Ms Aitken, of course, has form with the trade unions. Earlier this year she lost her temper with them after they’d dared to suggest that Glasgow was looking a little care-worn and neglected in some areas. Ms Aitken responded venomously. “There’s a real echo of the language that some far-right organisations have used about Govanhill for a long time,” she said. “It’s the same kind of words. It’s a scapegoating and a targeting of Glasgow.”

If Ms Aitken and her party had been more in touch with real people they’d have known that this is becoming a major concern to them. Glaswegians are quite sanguine about the difficulties of keeping a big, sweaty, working city clean and tidy. It’s not always practical to dress it up nicely. We know that overalls and a donkey jacket might just have to do. But we also know what neglect looks like, and parts of my city just look neglected. The city council has fallen down on its duty of care to this city.

Something of this high-handed attitude was also apparent in the SNP’s rejection of proposals to force large retailers to give their staff a day off over the Christmas and New Year period. This party has long stood accused of holding the jackets for big business and corporate power, but this betrayed more of its contempt for working people.

As usual, the move to let the UK’s richest retail outfits squeeze every ounce of profit from Christmas will hit their lowest-paid workers. Obviously, their family time isn’t considered as important as SNP politicians’ home lives.

The SNP’s annual national conference occurs at the end of this month. Once more though, they will hold a virtual conference long after all of its rivals returned to in-person events. It looks like they’re running scared of their own members.

Lorna Slater, one of the SNP’s two Green footstools in cabinet, decided that she too had had enough pretending to be all about the people.

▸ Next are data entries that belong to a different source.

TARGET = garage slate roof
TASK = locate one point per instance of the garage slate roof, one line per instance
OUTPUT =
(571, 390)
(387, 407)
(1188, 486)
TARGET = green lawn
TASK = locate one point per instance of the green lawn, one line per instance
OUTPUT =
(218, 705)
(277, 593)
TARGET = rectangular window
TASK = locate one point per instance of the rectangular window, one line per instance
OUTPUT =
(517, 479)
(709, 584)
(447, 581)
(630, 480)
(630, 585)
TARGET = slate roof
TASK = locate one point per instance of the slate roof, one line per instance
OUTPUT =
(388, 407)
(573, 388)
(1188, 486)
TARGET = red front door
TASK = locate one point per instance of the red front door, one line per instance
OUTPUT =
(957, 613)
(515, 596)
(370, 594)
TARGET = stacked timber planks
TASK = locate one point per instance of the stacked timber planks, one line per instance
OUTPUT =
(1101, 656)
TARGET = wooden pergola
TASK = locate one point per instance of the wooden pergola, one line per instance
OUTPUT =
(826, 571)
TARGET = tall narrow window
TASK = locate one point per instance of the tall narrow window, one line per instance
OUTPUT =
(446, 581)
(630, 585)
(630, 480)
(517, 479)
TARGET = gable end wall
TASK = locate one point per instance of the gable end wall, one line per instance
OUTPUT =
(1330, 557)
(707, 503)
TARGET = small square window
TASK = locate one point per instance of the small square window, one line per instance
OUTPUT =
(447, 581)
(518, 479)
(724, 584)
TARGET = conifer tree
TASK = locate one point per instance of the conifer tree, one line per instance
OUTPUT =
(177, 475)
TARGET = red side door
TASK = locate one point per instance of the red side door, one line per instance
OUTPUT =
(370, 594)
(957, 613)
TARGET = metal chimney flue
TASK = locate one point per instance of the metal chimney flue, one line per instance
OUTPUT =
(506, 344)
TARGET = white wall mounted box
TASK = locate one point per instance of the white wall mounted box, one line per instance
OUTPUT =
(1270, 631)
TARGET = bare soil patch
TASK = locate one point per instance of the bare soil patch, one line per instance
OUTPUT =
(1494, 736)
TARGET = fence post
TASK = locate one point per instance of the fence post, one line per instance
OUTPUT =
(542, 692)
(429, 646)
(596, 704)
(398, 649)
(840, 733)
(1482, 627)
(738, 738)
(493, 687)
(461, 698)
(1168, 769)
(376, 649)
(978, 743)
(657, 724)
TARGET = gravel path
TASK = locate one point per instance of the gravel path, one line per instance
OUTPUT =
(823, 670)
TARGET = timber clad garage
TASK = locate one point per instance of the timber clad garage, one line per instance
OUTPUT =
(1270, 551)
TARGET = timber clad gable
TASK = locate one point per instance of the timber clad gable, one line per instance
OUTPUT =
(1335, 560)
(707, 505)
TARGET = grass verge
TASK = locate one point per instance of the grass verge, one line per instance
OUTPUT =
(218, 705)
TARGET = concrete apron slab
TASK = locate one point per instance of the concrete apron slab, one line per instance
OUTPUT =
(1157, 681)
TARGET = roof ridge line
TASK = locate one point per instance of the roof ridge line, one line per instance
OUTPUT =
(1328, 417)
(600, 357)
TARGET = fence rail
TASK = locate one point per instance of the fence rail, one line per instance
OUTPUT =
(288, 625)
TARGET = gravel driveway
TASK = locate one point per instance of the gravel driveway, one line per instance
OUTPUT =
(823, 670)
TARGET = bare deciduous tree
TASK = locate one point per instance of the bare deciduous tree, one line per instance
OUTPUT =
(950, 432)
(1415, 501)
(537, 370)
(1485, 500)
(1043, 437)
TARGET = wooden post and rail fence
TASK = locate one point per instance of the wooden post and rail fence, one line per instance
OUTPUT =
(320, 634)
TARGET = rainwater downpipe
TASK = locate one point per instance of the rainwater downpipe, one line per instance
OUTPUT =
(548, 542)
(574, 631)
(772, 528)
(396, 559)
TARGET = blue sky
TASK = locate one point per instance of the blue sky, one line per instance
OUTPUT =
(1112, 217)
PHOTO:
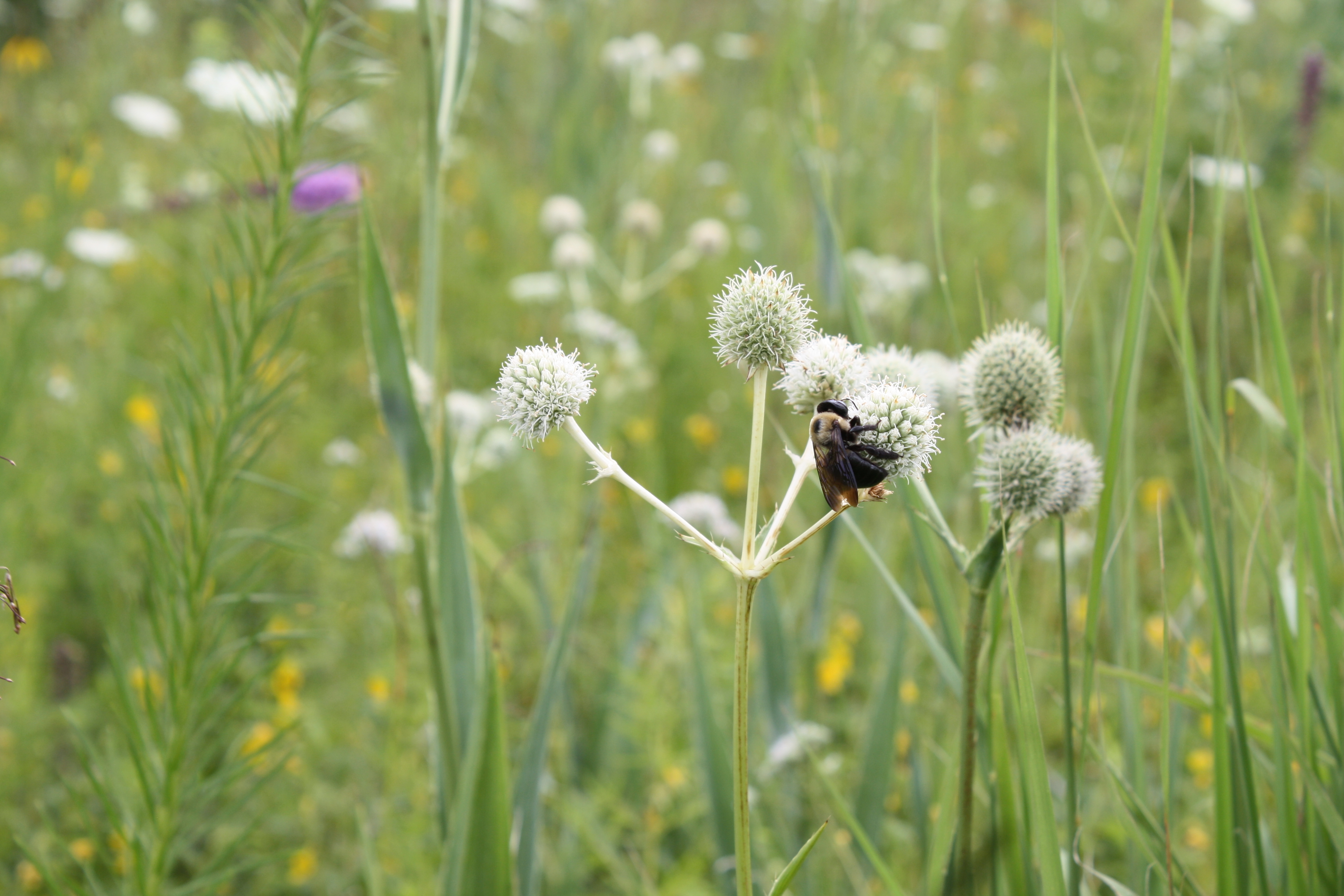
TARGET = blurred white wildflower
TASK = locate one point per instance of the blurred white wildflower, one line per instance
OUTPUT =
(422, 385)
(540, 389)
(683, 61)
(761, 319)
(608, 332)
(60, 386)
(1238, 11)
(561, 215)
(709, 237)
(1226, 172)
(139, 18)
(374, 532)
(943, 374)
(236, 86)
(354, 120)
(660, 147)
(642, 218)
(900, 366)
(827, 367)
(793, 745)
(1011, 378)
(709, 514)
(573, 252)
(885, 283)
(925, 35)
(342, 452)
(147, 116)
(908, 426)
(103, 248)
(25, 264)
(734, 46)
(537, 289)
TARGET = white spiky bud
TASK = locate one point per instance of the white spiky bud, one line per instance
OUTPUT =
(1080, 472)
(642, 218)
(908, 425)
(761, 319)
(1020, 473)
(900, 365)
(709, 237)
(1011, 378)
(541, 388)
(562, 214)
(573, 252)
(827, 367)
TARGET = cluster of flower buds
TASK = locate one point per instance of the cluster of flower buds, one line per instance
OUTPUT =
(1011, 388)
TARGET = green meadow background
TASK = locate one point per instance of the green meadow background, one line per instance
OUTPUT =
(812, 128)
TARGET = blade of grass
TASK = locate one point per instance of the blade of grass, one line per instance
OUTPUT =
(947, 665)
(791, 871)
(1133, 314)
(1032, 754)
(528, 797)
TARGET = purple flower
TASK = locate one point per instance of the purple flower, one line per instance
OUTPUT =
(322, 187)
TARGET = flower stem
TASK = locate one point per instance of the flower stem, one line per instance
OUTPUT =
(967, 797)
(980, 571)
(741, 806)
(760, 381)
(1072, 794)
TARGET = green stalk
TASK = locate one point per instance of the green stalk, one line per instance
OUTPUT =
(741, 808)
(741, 637)
(980, 574)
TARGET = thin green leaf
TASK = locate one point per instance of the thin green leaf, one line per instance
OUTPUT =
(791, 871)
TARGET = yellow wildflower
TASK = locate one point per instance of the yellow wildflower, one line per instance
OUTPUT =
(703, 430)
(25, 56)
(378, 690)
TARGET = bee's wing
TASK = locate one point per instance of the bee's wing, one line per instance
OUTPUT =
(837, 475)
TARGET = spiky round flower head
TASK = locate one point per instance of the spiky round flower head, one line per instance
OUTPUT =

She said that taking drugs was not “inherently dangerous”. Only a privileged, over-paid and complacent member of the middle class would utter something so contemptible.

There’s a world of a difference between rich celebrities and affluent professionals taking party drugs and poor people becoming hooked on them because they offer a release from the misery of deprivation. It’s why you’re 18 times more likely to die from drug use if you’re poor.

The madness of the political classes travelled freely across all parties. There was Kenny MacAskill insisting that alcohol prices should be raised once more. He’s obviously unaware that minimum unit alcohol pricing – introduced to stop those ignorant working class types drinking too much – has had no effect whatsoever. Only last month one of the UK’s main addiction recovery charities, FavorUK, calculated from their experiences working with real people that one in three Glaswegians have problem drinking habits.

As a month of political madness wound down the English Tories reminded us too what they stood for. Emptying raw sewage into the nation’s waterways obviously isn’t a concern if you don’t visit these places as frequently as the commoners, most of whom they treat as unwashed yokels anyway.

And there too was Boris Johnson and Emmanuel Macron trying to start another war of machismo in the English Channel over fishing rights purely as a means of reinforcing their patriotic credentials. Mr Macron, of course has an election to take care of. And Mr Johnson, like all good Tories, knows that channelling Lord Nelson always works well when you need something to divert attention from other messes.